I would say that this is the case…I am in a DINK situation and I do not know how many times I hear, ‘Oh, but you don’t have kids’ to explain something or why my time is not as valuable. I do not know if they view me as a slacker per se but I do not have nearly as high a value placed on my time as others. I understand the importance of kids but really, should they get to leave early every time the option arises?

4 Kristina August 17, 2010 at 9:07 pm

The daily workload is distributed unevenly among people with kids and DINKS. Work hours (in my office) are also very uneven. I can not count the number of times that someone has come in late, or left early because of their children. I also find that in the man’s world of finance the opinion of a single young woman (like myself) is undervalued because of my “instability.” Excuse me?!?!?!? When did the choice not to have children and not be married (although it is not MY choice) become a sign of instability? My education and experience should speak for themselves. However, people without children who aren’t married somehow become exiled from the “married couples with kids club”.

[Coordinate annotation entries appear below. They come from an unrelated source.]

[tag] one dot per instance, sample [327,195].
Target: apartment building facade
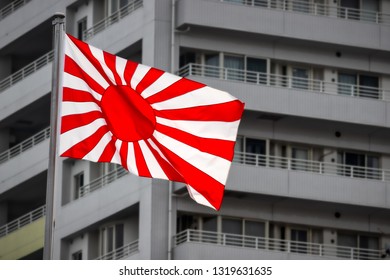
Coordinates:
[311,173]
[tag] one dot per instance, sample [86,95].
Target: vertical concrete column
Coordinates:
[4,138]
[3,213]
[5,67]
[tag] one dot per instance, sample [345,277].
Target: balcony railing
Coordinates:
[11,7]
[274,80]
[26,71]
[102,181]
[23,221]
[308,7]
[113,18]
[273,244]
[318,167]
[121,252]
[25,145]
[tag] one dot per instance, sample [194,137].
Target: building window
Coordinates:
[112,238]
[300,78]
[78,183]
[358,165]
[358,85]
[77,255]
[363,246]
[81,27]
[299,241]
[300,157]
[256,70]
[234,66]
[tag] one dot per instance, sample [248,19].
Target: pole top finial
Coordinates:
[59,15]
[58,18]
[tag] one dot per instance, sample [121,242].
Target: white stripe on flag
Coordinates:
[76,83]
[76,135]
[138,75]
[164,81]
[199,97]
[75,108]
[120,65]
[205,129]
[214,166]
[131,162]
[153,165]
[198,197]
[97,151]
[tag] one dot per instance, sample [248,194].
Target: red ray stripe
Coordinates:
[217,147]
[225,112]
[74,95]
[129,71]
[140,161]
[123,153]
[151,76]
[178,88]
[110,60]
[211,189]
[73,121]
[109,151]
[166,167]
[84,48]
[84,147]
[74,69]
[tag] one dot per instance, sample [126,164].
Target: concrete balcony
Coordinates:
[311,180]
[298,97]
[112,19]
[337,27]
[23,236]
[101,198]
[120,30]
[24,160]
[28,17]
[26,85]
[195,244]
[128,251]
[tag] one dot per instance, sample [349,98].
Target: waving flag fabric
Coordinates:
[153,123]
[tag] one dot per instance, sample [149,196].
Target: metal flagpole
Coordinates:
[58,34]
[170,188]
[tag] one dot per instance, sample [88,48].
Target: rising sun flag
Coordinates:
[153,123]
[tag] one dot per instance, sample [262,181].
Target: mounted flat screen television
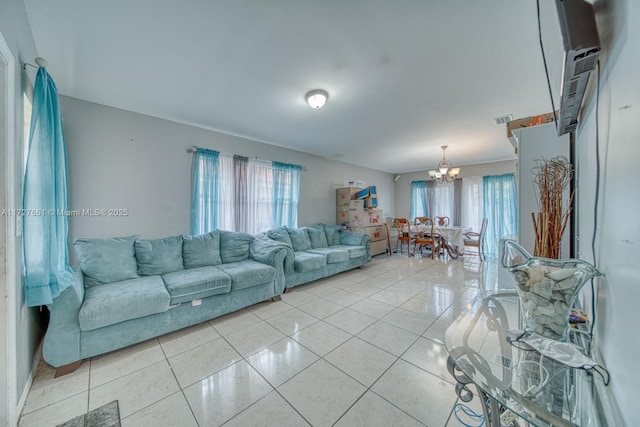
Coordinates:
[571,46]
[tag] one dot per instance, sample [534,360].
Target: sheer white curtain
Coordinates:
[444,201]
[226,196]
[259,196]
[472,202]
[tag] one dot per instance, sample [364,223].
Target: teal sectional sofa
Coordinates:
[128,290]
[319,251]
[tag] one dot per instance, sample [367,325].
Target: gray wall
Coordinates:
[403,185]
[618,231]
[122,160]
[16,31]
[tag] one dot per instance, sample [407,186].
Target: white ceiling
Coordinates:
[404,77]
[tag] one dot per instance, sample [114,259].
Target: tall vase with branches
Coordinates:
[552,177]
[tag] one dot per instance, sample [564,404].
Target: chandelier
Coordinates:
[444,172]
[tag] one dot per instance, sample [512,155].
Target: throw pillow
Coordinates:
[106,260]
[202,250]
[317,238]
[299,238]
[159,256]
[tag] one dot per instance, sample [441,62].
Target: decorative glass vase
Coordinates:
[547,288]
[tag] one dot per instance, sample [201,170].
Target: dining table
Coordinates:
[451,237]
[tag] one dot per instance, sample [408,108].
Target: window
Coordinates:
[241,194]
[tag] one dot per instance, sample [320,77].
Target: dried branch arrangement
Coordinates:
[551,176]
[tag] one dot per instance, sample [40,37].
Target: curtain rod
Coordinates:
[41,63]
[194,148]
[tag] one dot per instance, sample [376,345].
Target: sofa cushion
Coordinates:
[106,260]
[334,255]
[307,261]
[234,246]
[245,274]
[299,238]
[332,232]
[202,250]
[281,235]
[317,238]
[354,251]
[116,302]
[159,256]
[196,283]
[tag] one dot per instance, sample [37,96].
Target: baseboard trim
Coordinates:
[27,387]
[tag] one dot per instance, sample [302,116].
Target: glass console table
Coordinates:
[538,390]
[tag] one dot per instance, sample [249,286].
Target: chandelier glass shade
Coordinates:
[445,172]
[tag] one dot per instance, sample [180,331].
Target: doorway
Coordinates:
[8,278]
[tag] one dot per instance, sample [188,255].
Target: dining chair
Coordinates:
[404,233]
[426,237]
[476,240]
[442,221]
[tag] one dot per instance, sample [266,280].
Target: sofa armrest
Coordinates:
[356,239]
[62,339]
[275,254]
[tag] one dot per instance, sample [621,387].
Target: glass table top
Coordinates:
[538,389]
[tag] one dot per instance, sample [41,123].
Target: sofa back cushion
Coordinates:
[234,246]
[299,238]
[202,250]
[281,235]
[159,256]
[317,238]
[106,260]
[332,232]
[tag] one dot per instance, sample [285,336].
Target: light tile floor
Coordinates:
[362,348]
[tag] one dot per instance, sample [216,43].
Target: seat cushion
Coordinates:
[299,239]
[307,261]
[245,274]
[234,246]
[202,250]
[317,238]
[106,260]
[354,251]
[196,283]
[159,256]
[334,255]
[116,302]
[332,232]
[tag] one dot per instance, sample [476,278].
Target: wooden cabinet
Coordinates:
[378,233]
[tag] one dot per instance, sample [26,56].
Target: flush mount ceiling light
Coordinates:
[445,172]
[316,98]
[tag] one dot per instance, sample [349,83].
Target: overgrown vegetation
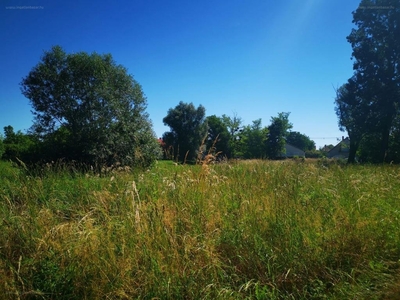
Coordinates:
[243,230]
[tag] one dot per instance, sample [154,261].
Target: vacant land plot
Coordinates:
[254,230]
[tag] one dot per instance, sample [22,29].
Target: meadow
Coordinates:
[239,230]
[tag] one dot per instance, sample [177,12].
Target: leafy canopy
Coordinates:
[188,128]
[92,106]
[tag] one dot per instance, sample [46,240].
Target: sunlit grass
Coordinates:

5 Honey August 18, 2010 at 3:23 pm

I think that companies like folks with kids because they can never quit/move, because kids are so expensive and tie you so completely to the community. My boyfriend is an attorney and it is good he started dating me when he started to work there because a single guy in his late 20s/early 30s is considered a flight risk. We do plan to get married (though they still refer to me as his “friend” after 4 years to gether since we are not married) but don’t share the fact that we don’t plan to have kids because that would also brand him a flight risk.

I think most companies are fine with the topsy-turvy of day-to-day schedules as long as they know you have too many financial obligations to ever quit.